长期以来，为心理学文本分析准备口语语料库的黄金标准是使用人工转录。然而，这样的标准需要付出高昂的成本，并给口语定量分析造成障碍，而语音转文本技术的最新进展可以解决这一问题。本研究对人工智能生成的转录本与人工校正的转录本的准确性进行了量化对比，对比对象包括年轻人（n = 100）和老年人（n = 92），以及两项口语任务。此外，本研究还评估了从这两种记录誊本中提取的语言调查和字数（LIWC）特征的有效性，以及通过标记为 LIWC 分析专门准备的记录誊本的有效性。我们发现，总体而言，人工智能生成的记录誊本准确率很高，单词错误率在 2.50% 到 3.36% 之间，尽管年轻人的准确率略低于老年人。从这两种文本中提取的 LIWC 特征具有高度相关性，而标记过程会显著改变填充词的类别。基于这些结果，在相对安静的环境中使用口语任务时，除非研究人员对填充词感兴趣，否则自动语音转文本似乎可以用于心理语言研究。

本文章由计算机程序翻译，如有差异，请以英文原文为准。

查看原文本刊更多论文

How ready is speech-to-text for psychological language research? Evaluating the validity of AI-generated English transcripts for analyzing free-spoken responses in younger and older adults.

For the longest time, the gold standard in preparing spoken language corpora for text analysis in psychology was using human transcription. However, such standard comes at extensive cost, and creates barriers to quantitative spoken language analysis that recent advances in speech-to-text technology could address.
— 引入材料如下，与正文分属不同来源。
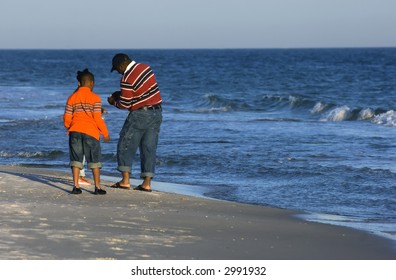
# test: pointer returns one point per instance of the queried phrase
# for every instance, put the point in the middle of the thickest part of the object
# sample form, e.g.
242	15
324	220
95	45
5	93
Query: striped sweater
83	113
138	88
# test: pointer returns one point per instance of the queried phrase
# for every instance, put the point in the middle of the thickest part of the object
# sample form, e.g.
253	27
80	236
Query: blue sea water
303	129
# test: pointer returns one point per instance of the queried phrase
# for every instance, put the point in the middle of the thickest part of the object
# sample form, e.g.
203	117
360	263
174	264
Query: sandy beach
41	220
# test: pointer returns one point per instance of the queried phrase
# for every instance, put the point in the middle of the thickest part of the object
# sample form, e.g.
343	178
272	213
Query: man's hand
114	97
111	100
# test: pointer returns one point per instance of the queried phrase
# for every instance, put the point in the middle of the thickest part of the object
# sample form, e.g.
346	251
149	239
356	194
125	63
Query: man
84	122
141	96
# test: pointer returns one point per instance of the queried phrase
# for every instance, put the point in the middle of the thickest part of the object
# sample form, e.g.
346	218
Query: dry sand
40	219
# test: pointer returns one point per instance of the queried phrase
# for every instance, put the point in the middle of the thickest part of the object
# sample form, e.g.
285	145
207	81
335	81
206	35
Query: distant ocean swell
323	111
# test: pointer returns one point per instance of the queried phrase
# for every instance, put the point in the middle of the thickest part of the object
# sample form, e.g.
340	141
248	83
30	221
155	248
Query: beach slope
40	219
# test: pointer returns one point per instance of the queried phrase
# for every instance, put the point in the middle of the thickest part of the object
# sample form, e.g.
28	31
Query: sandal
140	188
118	186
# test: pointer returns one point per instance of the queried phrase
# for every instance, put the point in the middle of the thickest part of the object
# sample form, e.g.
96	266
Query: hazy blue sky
197	23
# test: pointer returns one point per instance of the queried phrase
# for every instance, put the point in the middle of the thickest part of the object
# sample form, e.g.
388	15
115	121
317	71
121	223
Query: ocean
311	130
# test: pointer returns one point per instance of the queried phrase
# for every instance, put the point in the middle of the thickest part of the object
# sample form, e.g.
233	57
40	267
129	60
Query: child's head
85	78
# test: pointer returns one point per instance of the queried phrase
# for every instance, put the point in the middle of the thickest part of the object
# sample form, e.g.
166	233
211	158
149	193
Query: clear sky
119	24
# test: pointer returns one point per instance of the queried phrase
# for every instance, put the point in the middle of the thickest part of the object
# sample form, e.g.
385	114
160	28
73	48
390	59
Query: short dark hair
85	76
119	59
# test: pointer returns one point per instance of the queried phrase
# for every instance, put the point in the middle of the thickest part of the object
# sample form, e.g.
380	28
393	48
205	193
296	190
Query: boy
83	120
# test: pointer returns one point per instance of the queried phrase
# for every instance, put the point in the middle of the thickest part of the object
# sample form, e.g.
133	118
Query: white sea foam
318	108
366	114
338	114
388	118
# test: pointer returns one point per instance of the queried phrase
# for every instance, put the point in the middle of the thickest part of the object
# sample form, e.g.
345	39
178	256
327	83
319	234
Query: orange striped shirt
83	113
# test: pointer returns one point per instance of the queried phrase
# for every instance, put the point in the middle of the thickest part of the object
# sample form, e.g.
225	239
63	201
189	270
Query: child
83	120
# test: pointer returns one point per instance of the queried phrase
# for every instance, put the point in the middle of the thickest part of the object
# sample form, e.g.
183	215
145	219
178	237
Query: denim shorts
80	145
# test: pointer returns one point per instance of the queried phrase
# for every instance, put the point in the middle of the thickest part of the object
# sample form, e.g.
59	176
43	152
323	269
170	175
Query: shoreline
42	220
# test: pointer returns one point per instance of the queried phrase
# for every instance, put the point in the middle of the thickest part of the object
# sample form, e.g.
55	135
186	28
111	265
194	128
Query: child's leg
76	176
96	175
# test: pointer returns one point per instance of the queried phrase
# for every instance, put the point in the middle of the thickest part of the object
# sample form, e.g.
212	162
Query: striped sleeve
138	85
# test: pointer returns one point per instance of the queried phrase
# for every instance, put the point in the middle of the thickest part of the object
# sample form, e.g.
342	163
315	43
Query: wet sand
40	219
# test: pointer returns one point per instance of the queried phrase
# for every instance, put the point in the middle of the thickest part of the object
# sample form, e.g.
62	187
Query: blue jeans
140	130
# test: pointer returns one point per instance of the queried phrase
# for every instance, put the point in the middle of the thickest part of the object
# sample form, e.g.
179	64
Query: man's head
85	78
120	62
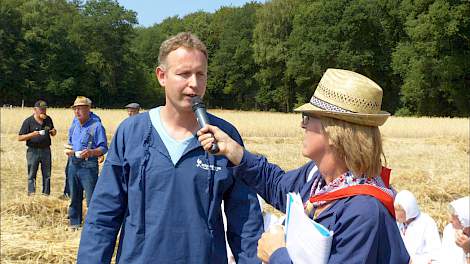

The current study quantifies the accuracy of AI-generated transcripts compared to human-corrected transcripts across younger (n = 100) and older (n = 92) adults and two spoken language tasks. Further, it evaluates the validity of Linguistic Inquiry and Word Count (LIWC)-features extracted from these two kinds of transcripts, as well as transcripts specifically prepared for LIWC analyses via tagging. We find that overall, AI-generated transcripts are highly accurate with a word error rate of 2.50% to 3.36%, albeit being slightly less accurate for younger compared to older adults. LIWC features extracted from either transcripts are highly correlated, while the tagging procedure significantly alters filler word categories. Based on these results, automatic speech-to-text appears to be ready for psychological language research when using spoken language tasks in relatively quiet environments, unless filler words are of interest to researchers.

求助全文

通过发布文献求助，成功后即可免费获取论文全文。去求助

来源期刊

Behavior Research Methods Multiple-

CiteScore

10.30

自引率

9.30%

发文量

266

期刊介绍： Behavior Research Methods publishes articles concerned with the methods, techniques, and instrumentation of research in experimental psychology. The journal focuses particularly on the use of computer technology in psychological research. An annual special issue is devoted to this field.